Wer im Internet Bilder von anderen Internetseiten kopiert, der wird mitunter ordentlich zur Kasse gebeten. Häufig werden die Nutzer selbst bei geringen Verstößen mit Forderungen im vier- bis fünfstelligen Bereich überzogen. Dabei beziehen sich die Anspruchsteller zur Begründung ihrer Forderungen zumeist auf bereits ergangene Gerichtsentscheidungen, die jedoch nicht immer auf den konkreten Fall übertragen werden können.
Bei der unberechtigten Nutzung eines Bildnisses stehen dem Rechteinhaber vor allem Schadensersatzansprüche wegen Verletzung seiner Nutzungsrechte zu. Was häufig übersehen wird: Selbst einfache"Allerweltsfotographien" genießen grundsätzlich Lichtbildschutz nach dem Urheberrechtsgesetz und dürfen nicht ohne Zustimmung des Rechteinhabers verwendet werden. Die Höhe des Schadensersatzanspruchs wird nach den Grundsätzen der sogenannten Lizenzanalogie berechnet. Hierbei wird darauf abgestellt, was der Lizenzinhaber bei vertraglicher Einräumung eines Nutzungsrechts vernünftigerweise vom Nutzer hätte fordern können. In diesem Kontext ist zunächst umstritten, ob sich die Berechnung der angemessenen Vergütung in jedem Fall nach den Tarifen des Inhabers der Nutzungsrechte an den Bildnissen richtet. Dieser Ansicht sind beispielsweise die Münchener Gerichte. Dem können wir jedoch nicht uneingeschränkt folgen. Sind beispielsweise die Tarife des Lizenzinhabers im Vergleich zu anderen Lizenzagenturen überdurchschnittlich hoch, kann dies im Einzelfall zu einer unangemessenen Benachteiligung des Nutzers der Fotographien führen. Gerade aus dem Grund orientieren sich Gerichte häufig an Honorarempfehlungen, wie denen der Mittelstandsgesellschaft Foto-Marketing (MFM), auch wenn der Bundesgerichtshof dieser Praxis kritisch gegenübersteht. Gerade bei geringen Verstößen ist die Orientierung an diesen Empfehlungen dennoch häufig sachgerechter als starr auf die Tarife des Lizenzinhabers abzustellen.

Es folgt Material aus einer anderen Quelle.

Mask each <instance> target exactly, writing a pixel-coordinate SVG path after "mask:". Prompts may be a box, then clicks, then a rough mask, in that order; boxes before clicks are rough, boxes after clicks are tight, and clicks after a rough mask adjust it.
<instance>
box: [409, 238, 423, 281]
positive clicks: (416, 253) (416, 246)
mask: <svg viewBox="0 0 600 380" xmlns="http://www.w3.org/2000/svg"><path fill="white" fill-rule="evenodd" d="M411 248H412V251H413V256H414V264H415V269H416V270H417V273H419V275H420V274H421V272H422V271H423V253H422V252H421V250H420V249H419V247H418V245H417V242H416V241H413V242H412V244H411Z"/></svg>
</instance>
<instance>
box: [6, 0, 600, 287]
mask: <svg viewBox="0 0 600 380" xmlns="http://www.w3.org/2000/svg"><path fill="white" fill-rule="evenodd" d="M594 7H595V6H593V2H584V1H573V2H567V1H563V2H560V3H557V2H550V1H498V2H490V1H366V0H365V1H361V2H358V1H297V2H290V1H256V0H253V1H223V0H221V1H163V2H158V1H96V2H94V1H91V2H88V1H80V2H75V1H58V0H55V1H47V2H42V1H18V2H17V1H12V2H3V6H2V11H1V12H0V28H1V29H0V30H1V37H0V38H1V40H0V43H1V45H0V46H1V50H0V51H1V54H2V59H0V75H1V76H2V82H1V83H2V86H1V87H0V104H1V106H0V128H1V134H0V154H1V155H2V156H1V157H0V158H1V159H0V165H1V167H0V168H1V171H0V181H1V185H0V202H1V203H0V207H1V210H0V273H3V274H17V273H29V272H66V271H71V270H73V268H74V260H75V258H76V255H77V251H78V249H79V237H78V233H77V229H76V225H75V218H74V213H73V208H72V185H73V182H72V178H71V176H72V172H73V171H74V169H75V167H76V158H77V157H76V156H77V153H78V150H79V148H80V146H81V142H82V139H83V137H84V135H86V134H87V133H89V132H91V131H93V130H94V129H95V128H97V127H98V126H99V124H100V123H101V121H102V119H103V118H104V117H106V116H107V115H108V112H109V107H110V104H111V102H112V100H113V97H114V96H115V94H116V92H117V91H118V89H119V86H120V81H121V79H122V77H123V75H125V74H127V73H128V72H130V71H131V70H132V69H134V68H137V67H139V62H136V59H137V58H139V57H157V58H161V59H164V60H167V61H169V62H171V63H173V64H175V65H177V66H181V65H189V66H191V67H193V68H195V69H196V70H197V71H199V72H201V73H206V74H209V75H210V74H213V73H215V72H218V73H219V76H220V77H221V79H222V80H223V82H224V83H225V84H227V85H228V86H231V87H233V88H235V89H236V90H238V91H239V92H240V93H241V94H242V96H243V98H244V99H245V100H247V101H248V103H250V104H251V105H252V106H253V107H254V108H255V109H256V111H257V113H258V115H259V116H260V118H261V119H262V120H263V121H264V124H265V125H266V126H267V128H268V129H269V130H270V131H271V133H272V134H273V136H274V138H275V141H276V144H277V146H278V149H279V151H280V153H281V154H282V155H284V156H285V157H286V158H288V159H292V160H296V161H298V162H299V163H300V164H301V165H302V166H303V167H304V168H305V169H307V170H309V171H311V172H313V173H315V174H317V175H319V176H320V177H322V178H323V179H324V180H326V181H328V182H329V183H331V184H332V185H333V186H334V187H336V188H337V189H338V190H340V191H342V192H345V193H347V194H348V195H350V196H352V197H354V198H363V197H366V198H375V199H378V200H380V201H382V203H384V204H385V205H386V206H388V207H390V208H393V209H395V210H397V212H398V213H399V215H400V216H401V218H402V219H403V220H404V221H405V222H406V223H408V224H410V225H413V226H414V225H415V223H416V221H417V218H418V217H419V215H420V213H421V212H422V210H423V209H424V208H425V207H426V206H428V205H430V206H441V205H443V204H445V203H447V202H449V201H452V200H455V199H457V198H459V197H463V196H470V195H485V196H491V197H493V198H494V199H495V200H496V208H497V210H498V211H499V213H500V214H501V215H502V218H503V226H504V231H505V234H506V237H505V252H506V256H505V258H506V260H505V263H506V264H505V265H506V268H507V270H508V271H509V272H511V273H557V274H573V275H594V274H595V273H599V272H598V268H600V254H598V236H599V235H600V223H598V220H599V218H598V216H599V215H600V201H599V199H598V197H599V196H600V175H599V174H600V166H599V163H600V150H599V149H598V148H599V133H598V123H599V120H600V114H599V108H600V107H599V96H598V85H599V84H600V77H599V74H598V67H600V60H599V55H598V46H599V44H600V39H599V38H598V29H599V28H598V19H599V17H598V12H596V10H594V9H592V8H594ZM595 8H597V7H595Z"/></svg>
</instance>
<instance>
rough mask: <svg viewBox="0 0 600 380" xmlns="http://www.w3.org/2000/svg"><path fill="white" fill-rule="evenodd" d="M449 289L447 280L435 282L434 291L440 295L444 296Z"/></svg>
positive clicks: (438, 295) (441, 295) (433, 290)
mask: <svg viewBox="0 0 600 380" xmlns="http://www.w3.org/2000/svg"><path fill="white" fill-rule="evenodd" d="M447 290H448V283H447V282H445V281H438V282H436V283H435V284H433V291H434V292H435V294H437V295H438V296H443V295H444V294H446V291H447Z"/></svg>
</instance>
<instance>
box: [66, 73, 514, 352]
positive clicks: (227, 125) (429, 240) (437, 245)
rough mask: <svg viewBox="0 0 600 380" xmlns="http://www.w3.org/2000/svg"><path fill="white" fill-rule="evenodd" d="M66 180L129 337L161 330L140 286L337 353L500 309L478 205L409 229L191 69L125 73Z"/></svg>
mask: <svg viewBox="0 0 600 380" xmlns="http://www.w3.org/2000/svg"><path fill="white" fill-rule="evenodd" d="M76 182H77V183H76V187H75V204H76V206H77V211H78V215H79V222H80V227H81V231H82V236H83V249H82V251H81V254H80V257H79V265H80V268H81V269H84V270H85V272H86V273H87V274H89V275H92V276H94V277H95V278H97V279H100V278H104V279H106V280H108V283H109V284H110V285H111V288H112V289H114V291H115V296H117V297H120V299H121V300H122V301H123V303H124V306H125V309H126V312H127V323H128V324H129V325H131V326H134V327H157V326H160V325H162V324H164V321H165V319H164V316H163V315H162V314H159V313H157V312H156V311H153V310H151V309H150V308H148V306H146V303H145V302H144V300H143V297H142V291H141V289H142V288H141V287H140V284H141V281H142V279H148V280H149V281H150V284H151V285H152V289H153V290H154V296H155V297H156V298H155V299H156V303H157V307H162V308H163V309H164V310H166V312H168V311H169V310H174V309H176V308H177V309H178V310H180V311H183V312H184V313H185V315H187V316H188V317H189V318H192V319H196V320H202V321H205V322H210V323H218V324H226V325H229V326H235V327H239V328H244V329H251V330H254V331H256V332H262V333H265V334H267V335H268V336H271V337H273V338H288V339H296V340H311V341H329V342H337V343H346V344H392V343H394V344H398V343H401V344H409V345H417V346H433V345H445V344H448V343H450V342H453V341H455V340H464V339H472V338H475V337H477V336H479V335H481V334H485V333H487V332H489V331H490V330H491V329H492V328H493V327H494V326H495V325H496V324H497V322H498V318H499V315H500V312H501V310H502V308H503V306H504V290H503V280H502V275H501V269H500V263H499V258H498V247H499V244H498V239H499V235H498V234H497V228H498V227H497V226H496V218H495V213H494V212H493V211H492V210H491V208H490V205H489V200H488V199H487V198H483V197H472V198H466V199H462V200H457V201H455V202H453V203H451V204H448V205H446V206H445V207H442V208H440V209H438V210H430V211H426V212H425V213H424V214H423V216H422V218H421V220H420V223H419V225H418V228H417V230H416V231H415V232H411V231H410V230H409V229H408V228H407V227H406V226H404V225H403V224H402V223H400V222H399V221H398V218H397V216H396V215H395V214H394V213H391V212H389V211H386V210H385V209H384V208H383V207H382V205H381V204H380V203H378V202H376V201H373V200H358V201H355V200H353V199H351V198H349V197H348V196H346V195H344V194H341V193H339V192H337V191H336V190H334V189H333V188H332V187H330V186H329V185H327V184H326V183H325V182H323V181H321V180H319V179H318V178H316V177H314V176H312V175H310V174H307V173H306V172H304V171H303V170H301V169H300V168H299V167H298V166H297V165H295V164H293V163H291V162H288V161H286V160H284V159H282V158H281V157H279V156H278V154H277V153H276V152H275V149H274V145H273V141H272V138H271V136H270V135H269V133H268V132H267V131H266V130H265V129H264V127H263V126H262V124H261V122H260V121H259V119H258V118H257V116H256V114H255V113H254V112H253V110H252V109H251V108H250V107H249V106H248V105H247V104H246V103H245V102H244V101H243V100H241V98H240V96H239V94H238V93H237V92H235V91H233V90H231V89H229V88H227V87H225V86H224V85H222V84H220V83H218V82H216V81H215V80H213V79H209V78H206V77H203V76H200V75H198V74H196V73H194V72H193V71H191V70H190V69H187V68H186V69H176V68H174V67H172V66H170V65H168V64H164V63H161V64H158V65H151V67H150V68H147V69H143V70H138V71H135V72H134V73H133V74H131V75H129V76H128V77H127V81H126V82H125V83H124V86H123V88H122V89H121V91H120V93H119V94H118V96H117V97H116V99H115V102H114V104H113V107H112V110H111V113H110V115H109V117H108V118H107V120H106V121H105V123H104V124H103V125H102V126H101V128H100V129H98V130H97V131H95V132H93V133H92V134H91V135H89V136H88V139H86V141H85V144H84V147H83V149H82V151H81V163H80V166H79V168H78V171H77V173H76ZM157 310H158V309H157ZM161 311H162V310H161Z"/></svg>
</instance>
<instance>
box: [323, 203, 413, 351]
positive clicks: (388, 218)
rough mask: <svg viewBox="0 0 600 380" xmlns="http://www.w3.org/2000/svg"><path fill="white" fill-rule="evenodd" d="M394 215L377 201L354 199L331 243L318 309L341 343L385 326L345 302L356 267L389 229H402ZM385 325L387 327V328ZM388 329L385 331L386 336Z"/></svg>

Des Weiteren stellt sich die Frage, ob eine Verdoppelung des Schadensersatzes anzuerkennen ist, weil der Urheber des Bildnisses nicht genannt wird. Viele Instanzgerichte sprechen dem Rechteinhaber pauschal einen solchen Aufschlag zu. Grundsätzlich hat der Urheber nach dem Urheberrechtsgesetz einen Anspruch darauf, dass das jeweilige Bildnis mit seinem Namen versehen wird. Instanzgerichte wie das Landgericht München I stellen nun darauf ab, dass ohne Namensnennung ein Werbeeffekt für den Urheber ausbleibt und es damit zu einem Verlust von Folgeaufträgen kommen kann.
Auch diese Praxis sehen wir kritisch, da eine Verdoppelung des Schadensersatzes nicht in jedem Fall gerechtfertigt ist. Beispielsweise gibt es Bildagenturen, die nicht darauf beharren, dass der Urheber bei der Verwendung des Bildnisses genannt werden muss. Wenn ein Verwender nach den Nutzungsbedingungen einer Bildagentur selbst nicht den Urheber nennen muss, ist nicht nachzuvollziehen, warum ein unberechtigter Nutzer doppelt zahlen soll. Auf dieser Linie hat beispielsweise das OLG Hamburg in einer Entscheidung die Verdoppelung des geschuldeten Honorars wegen eines fehlenden Bildquellennachweises verneint.
Insgesamt ist bei der Frage, welche Schadensersatzansprüche bei unberechtigter Bildnutzung bestehen, stets auf den Einzelfall abzustellen. Auch wenn Bildagenturen gerne pauschal auf Gerichtsentscheidungen verweisen, ergeben sich bei der näheren Betrachtung häufig andere Sachverhalte. Wir können daher nur dazu raten, Abmahnungen von Bildagenturen einer genauen rechtlichen Prüfung zu unterziehen. Nicht in jedem Fall sind die geltend gemachten Ansprüche sowohl dem Grunde als auch der Höhe nach gerechtfertigt.